For qRT-PCR of brain tissue, mRNA was extracted from frozen samples from the hippocampus of human brains (N=5 non-demented controls; N=7 early AD and N=7 severe AD) or mouse brains (N=4 non-tg; N=4 APP tg) using TriReagent (Molecular Research Center, Cincinnati, OH) according to the manufacturer’s protocols. For qRT-PCR of cultured neuronal progenitor cells (NPCs), cells were lysed and RNA was purified using the RNeasy kit (Qiagen, Valencia, CA). 2 µg of total RNA from each sample was reverse transcribed using the iScript cDNA Supermix Synthesis kit (Bio-Rad, Hercules, CA) in accordance with the manufacturer’s instructions. Primer sequences used are detailed in Table 2. For brain tissue samples, actin was used as a reference gene, and for NPCs, hypoxanthine-guanine phosphoribosyltransferase (HPRT) was used as a reference gene due to the relatively low baseline levels of BMP6 in these cells. The HPRT gene is reported as a constitutively expressed housekeeping gene with low mRNA levels, which makes it suitable as an endogenous mRNA control in RT-PCR for highly sensitive quantification of low copy mRNAs (Pernas-Alonso et al., 1999). Quantitative RT-PCR was performed using the iCycler iQ Real-Time PCR Detection System (Bio-Rad). Reactions were performed in a volume of 25 µl using the iQ SYBR Green Supermix (Bio-Rad) according to the manufacturer’s instructions.

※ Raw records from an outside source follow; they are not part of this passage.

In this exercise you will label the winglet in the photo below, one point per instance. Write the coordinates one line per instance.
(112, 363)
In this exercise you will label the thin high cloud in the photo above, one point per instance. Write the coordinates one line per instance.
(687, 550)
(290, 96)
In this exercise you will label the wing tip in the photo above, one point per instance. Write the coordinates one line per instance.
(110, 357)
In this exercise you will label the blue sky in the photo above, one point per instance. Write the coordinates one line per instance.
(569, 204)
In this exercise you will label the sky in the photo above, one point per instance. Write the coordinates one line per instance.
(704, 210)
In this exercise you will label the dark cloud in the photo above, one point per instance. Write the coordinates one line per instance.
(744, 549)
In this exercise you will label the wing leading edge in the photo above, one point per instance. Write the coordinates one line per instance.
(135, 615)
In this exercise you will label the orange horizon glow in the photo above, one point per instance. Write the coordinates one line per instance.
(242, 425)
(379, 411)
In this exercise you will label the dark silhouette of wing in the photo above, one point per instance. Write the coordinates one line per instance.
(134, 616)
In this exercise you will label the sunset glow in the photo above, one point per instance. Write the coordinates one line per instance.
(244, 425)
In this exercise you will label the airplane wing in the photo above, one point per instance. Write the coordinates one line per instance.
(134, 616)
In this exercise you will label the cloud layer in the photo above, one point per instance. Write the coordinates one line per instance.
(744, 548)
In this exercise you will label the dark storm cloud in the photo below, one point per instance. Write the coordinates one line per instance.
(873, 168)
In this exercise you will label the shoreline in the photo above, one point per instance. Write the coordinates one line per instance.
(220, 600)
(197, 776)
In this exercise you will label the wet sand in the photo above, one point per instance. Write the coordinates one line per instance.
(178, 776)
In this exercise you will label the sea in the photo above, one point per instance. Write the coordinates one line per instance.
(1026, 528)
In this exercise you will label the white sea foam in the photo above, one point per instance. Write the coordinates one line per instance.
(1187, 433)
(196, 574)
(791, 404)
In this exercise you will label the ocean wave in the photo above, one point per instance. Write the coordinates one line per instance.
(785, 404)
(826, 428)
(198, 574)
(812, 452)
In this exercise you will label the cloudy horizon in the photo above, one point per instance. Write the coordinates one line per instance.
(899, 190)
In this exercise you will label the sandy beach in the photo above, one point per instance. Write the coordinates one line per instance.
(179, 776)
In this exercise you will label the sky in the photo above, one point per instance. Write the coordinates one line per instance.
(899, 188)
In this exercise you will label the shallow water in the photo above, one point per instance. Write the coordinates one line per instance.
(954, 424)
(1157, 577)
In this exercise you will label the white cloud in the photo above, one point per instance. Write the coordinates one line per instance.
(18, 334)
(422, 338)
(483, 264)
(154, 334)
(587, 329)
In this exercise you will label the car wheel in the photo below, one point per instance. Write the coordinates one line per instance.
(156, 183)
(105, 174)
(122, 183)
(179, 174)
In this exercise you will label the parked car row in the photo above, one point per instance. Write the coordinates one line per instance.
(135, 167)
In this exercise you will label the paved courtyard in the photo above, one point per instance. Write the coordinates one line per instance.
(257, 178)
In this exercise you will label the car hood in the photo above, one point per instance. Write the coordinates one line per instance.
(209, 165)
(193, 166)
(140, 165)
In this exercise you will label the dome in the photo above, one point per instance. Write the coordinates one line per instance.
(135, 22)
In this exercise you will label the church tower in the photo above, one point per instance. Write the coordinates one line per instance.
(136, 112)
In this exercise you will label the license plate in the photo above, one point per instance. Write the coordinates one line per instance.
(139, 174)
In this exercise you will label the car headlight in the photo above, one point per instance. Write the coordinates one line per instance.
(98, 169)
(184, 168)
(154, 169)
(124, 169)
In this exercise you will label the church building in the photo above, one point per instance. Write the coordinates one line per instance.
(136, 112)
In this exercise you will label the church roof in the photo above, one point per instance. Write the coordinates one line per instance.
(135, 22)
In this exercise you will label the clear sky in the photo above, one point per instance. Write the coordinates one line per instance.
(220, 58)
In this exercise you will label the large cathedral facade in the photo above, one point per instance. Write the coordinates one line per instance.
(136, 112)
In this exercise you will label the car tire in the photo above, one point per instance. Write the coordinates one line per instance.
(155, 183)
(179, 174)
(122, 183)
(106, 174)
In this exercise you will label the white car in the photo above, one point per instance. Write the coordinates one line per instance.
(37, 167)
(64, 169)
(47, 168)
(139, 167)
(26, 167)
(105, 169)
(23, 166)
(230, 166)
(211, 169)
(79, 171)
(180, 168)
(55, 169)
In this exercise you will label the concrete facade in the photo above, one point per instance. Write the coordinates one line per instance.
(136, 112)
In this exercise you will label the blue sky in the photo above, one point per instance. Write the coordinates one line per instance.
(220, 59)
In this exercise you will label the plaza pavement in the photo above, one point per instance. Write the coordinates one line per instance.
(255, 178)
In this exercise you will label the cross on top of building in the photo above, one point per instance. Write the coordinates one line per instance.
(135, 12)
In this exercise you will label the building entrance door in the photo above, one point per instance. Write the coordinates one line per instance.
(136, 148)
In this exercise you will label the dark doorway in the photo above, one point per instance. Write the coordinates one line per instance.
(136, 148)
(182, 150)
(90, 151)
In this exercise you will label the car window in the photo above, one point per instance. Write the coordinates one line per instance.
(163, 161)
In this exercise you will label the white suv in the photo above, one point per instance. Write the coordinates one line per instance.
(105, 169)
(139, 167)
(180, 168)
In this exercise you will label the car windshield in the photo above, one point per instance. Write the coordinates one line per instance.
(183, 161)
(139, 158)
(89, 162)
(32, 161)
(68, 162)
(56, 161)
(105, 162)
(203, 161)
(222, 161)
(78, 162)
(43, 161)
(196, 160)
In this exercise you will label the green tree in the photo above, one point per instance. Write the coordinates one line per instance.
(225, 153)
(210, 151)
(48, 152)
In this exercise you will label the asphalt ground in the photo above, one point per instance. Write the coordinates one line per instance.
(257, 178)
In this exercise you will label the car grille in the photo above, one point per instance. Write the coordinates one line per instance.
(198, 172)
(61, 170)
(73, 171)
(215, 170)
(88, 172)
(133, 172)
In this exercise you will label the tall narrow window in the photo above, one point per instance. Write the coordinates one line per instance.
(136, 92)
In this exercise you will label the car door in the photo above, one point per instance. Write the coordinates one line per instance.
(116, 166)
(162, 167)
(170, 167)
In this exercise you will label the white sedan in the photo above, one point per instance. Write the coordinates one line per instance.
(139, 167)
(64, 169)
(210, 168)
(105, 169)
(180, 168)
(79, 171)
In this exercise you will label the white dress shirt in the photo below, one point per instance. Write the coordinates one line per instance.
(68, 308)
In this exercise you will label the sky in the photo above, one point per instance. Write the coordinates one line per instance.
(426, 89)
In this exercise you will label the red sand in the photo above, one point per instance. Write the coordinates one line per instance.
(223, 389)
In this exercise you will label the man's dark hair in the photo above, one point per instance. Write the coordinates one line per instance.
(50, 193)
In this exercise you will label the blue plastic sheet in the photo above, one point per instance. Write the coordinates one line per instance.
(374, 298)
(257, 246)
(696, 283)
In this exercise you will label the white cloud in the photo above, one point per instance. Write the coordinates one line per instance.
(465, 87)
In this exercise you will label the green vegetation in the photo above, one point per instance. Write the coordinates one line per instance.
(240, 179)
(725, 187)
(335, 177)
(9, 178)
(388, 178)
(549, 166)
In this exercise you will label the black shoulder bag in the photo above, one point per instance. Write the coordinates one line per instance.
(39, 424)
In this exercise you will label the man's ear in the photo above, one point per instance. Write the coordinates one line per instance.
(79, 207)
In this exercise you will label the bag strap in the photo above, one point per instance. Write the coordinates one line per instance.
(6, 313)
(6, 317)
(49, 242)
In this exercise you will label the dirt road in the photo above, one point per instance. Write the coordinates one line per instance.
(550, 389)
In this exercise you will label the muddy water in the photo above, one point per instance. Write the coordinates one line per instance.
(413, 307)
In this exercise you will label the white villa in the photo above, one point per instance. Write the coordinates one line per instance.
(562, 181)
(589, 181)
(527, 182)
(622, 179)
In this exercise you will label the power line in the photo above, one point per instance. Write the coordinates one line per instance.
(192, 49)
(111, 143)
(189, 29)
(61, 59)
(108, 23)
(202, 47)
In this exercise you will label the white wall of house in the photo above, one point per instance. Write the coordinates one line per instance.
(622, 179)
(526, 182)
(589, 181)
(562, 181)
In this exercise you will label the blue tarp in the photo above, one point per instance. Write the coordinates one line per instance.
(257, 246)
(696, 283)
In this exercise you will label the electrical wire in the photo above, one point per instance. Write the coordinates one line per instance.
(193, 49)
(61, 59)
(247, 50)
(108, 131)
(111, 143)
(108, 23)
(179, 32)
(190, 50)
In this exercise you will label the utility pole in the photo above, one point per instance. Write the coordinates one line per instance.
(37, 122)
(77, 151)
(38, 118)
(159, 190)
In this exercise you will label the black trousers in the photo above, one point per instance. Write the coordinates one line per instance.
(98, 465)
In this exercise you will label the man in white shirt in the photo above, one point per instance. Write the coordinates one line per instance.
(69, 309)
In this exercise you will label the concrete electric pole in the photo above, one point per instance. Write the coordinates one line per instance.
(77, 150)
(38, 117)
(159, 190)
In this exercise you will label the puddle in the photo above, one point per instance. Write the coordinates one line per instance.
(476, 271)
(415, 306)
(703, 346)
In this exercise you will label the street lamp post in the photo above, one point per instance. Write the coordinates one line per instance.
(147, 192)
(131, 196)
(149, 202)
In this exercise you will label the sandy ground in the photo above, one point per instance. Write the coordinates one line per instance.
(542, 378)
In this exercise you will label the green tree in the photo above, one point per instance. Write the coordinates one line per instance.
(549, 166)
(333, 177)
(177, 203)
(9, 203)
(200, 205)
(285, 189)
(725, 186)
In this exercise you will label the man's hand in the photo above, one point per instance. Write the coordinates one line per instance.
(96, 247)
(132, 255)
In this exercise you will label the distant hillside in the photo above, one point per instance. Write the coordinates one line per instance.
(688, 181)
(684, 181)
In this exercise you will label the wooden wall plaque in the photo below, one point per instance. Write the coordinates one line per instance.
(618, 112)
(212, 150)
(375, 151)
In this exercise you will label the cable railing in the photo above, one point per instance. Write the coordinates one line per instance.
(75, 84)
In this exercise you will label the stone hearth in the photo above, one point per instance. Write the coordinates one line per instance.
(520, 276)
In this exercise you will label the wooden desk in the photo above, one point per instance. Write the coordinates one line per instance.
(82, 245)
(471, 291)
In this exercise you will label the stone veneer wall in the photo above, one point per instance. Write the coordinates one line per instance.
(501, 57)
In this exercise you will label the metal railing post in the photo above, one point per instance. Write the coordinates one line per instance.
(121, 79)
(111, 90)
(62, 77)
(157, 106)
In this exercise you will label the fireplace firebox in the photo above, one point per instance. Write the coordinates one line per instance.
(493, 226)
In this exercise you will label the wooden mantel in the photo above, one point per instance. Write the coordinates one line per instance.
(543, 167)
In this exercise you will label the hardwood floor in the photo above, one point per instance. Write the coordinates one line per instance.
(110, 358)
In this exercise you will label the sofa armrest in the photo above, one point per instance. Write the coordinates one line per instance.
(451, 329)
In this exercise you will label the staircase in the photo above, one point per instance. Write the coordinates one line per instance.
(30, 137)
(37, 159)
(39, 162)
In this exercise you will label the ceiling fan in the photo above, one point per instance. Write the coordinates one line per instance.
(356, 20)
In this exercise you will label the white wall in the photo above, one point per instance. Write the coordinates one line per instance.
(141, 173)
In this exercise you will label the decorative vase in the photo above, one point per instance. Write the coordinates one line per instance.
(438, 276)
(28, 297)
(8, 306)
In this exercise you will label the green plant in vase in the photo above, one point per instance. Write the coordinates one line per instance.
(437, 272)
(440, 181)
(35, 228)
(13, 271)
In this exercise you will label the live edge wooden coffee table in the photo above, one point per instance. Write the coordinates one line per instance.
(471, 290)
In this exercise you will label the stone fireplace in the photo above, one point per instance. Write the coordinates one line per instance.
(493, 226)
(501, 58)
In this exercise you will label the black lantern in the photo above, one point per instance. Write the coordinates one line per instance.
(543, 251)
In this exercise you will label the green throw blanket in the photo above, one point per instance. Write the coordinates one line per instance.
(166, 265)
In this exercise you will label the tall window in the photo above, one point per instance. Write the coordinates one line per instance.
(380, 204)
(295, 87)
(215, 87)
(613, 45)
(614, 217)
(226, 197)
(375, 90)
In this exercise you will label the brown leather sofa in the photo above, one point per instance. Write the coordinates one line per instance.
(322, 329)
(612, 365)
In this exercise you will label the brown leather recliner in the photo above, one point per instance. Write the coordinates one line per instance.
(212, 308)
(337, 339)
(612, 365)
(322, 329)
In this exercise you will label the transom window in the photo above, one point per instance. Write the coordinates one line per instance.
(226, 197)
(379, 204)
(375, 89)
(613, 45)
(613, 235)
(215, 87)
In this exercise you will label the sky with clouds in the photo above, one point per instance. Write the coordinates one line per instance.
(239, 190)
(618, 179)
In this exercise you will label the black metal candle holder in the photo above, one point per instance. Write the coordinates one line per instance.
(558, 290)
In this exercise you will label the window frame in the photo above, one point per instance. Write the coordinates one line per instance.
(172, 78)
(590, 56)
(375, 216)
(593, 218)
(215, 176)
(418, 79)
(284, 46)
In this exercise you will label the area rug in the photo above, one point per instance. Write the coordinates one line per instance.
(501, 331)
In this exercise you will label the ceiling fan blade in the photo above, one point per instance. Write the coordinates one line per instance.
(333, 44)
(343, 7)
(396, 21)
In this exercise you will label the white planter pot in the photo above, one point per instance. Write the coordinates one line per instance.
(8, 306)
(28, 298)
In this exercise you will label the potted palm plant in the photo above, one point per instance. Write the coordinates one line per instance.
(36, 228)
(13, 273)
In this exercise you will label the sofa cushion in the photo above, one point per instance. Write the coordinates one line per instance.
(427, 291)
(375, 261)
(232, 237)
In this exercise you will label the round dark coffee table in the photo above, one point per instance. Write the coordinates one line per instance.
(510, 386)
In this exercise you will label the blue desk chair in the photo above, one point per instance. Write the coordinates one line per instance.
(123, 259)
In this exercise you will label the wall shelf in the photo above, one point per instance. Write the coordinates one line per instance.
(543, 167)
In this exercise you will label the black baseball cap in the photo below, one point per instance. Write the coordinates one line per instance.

For immunoblot analysis of samples from human or mouse brains, briefly as previously described (Cole et al., 1988; Masliah et al., 2000), 0.1 g of frozen tissue was homogenized in 500 µL of a detergent-free HEPES-based lysis buffer (1.0 mM HEPES, 5.0 mM Benzamidine, 2.0 mM 2-Mercaptoethanol, 3.0 mM EDTA, 0.5 mM Magnesium Sulfate, 0.05% Sodium Azide; final pH 8.8) that facilitates separation of membrane and cytosolic fractions. Fresh protease and phosphatase inhibitor cocktails (Calbiochem, San Diego, CA) were added to all lysis buffers. Following a brief centrifugation step to clear nuclei and cell debris, total homogenates were then centrifuged for 1 hr at 100,000 rpm at 4°C. Supernatants were saved (cytosolic fraction) and the pellets (membrane fraction) were resuspended in 500 µL HEPES lysis buffer. For immunoblot analysis of cell homogenates, adherent cells in culture were lysed in buffer composed of 10 mM Tris-HCl (pH 7.4), 150 mM NaCl, 5 mM EDTA (TNE) containing 1% Triton-X 100 to obtain total cell lysates. For immunoblot analysis, cytosolic and membrane fractions from brain homogenates or total cell lysates were separated by gel electrophoresis on 4–12% Bis-Tris gels (Invitrogen, Carlsbad, CA) and blotted onto 0.45 µm PVDF membranes (Millipore, Temecula, CA). Immunoblots were probed with antibodies against secreted BMP6 (mouse monoclonal, RnD Systems, Minneapolis, MN) or BMP6 precursor (mouse monoclonal, Morph 6.1 clone, Millipore; or rabbit polyclonal, Abgent, San Diego, CA), Aβ (82E1 clone, specific for aa 1–16 of Aβ, IBL, Minneapolis, MN), or actin (Millipore) as a loading control as previously described (Rockenstein et al., 2001). Blots were imaged and analyzed with the VersaDoc gel imaging system and Quantity One software (Bio-Rad).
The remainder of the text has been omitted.